Now, if you can, please interpret the fourth sentence of the previous paragraph. Can’t do it? Of course not. My fingers weren’t on the home keys. I placed them wherever I wanted, and just typed.

When it comes to typing on a keyboard, you have to follow some guidelines if you want the outcome to make sense. It’s the same in love. Love was never meant to be confusing. In reality, it’s as simple as, “Do to others as you would have them do to you.”

As a teacher, I spend a lot of time developing my young students’ reading skills. The goal is for the children to learn certain words, but with the limited options given for a particular skill set, some stories in their little readers don’t make sense. One time, after reading one of those nonsensical stories, a five-year old student asked, “What was that supposed to mean?”

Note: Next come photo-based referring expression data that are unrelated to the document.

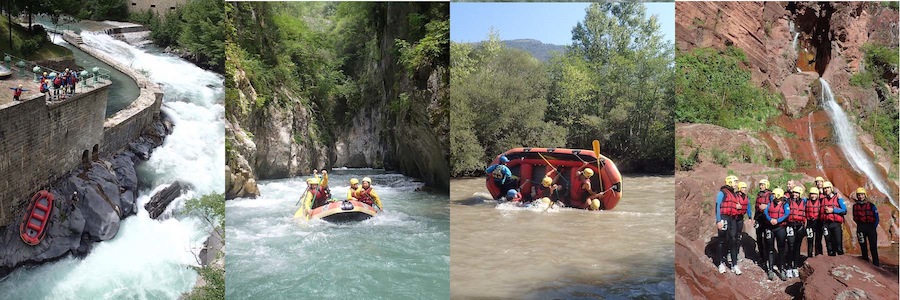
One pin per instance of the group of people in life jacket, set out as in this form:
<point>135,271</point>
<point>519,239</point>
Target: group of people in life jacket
<point>550,191</point>
<point>318,193</point>
<point>783,218</point>
<point>54,87</point>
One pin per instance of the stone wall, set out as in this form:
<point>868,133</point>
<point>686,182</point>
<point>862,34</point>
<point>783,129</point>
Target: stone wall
<point>40,141</point>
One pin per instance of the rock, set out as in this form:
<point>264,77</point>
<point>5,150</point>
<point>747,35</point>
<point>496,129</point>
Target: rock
<point>846,277</point>
<point>161,199</point>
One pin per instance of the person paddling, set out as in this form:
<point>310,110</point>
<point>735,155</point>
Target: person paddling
<point>865,214</point>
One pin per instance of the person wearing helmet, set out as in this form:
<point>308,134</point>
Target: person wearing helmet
<point>584,195</point>
<point>316,195</point>
<point>832,214</point>
<point>17,92</point>
<point>368,195</point>
<point>813,222</point>
<point>354,189</point>
<point>865,214</point>
<point>728,210</point>
<point>794,232</point>
<point>763,198</point>
<point>503,177</point>
<point>776,214</point>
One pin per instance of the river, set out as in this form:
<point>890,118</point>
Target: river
<point>505,252</point>
<point>148,259</point>
<point>402,253</point>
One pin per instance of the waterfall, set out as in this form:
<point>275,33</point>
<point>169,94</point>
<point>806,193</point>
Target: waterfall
<point>849,144</point>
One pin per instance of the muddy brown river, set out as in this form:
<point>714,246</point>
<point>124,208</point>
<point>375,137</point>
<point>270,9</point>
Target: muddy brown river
<point>500,251</point>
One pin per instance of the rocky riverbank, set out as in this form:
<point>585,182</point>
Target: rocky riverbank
<point>107,189</point>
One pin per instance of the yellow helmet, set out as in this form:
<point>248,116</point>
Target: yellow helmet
<point>778,193</point>
<point>765,183</point>
<point>731,180</point>
<point>588,173</point>
<point>547,181</point>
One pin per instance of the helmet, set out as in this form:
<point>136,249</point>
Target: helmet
<point>595,204</point>
<point>731,180</point>
<point>778,193</point>
<point>765,183</point>
<point>547,181</point>
<point>588,172</point>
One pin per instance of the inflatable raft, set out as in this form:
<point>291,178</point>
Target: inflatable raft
<point>34,227</point>
<point>343,211</point>
<point>530,167</point>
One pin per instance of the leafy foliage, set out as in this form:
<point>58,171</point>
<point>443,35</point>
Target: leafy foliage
<point>714,87</point>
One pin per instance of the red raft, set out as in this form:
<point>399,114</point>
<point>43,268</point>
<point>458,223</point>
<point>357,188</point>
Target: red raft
<point>37,217</point>
<point>529,167</point>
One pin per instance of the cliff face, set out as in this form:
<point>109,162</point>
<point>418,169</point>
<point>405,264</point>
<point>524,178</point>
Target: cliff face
<point>402,125</point>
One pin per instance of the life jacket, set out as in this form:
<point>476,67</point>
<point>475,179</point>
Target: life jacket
<point>728,207</point>
<point>798,211</point>
<point>762,197</point>
<point>776,211</point>
<point>814,208</point>
<point>365,197</point>
<point>863,213</point>
<point>833,202</point>
<point>744,201</point>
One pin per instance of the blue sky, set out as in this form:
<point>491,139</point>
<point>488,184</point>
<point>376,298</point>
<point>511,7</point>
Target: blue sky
<point>547,22</point>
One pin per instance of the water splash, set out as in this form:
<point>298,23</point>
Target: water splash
<point>849,144</point>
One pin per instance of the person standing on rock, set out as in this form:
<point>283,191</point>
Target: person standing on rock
<point>728,210</point>
<point>833,211</point>
<point>763,198</point>
<point>777,214</point>
<point>814,222</point>
<point>795,230</point>
<point>865,214</point>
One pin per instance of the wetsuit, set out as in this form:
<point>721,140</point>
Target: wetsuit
<point>814,226</point>
<point>833,224</point>
<point>796,231</point>
<point>865,214</point>
<point>726,210</point>
<point>762,225</point>
<point>778,212</point>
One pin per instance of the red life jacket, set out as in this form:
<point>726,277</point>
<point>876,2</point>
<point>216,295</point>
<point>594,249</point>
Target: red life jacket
<point>864,213</point>
<point>762,197</point>
<point>728,207</point>
<point>833,202</point>
<point>365,197</point>
<point>798,211</point>
<point>776,211</point>
<point>814,208</point>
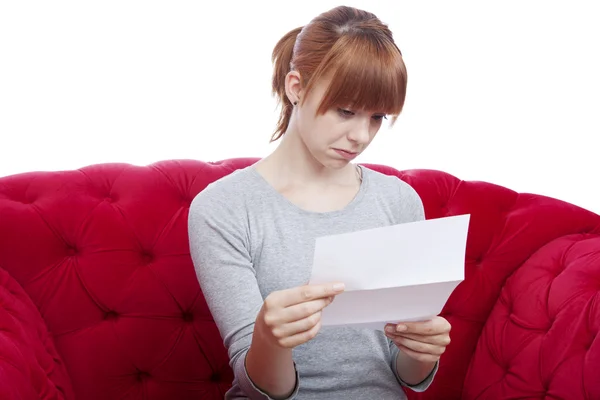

We can try to make our own guidelines for love, just as I placed my hands on the keyboard wherever I wanted. But the outcome will make about as much sense as the random words strewn together in a children’s reader or the completely illegible sentence in the first paragraph here. Only when my hands are placed on the home keys do the words come out in a logical way.

Jesus is our “home base” when it comes to love. He is the one who created the golden rule of do unto others, and he is the one who lived out the golden rule by living a life of perfect love and dying a death of sacrificial love. When I feel confused about life and love, I just have to look at the ultimate definition of love. And that makes sense.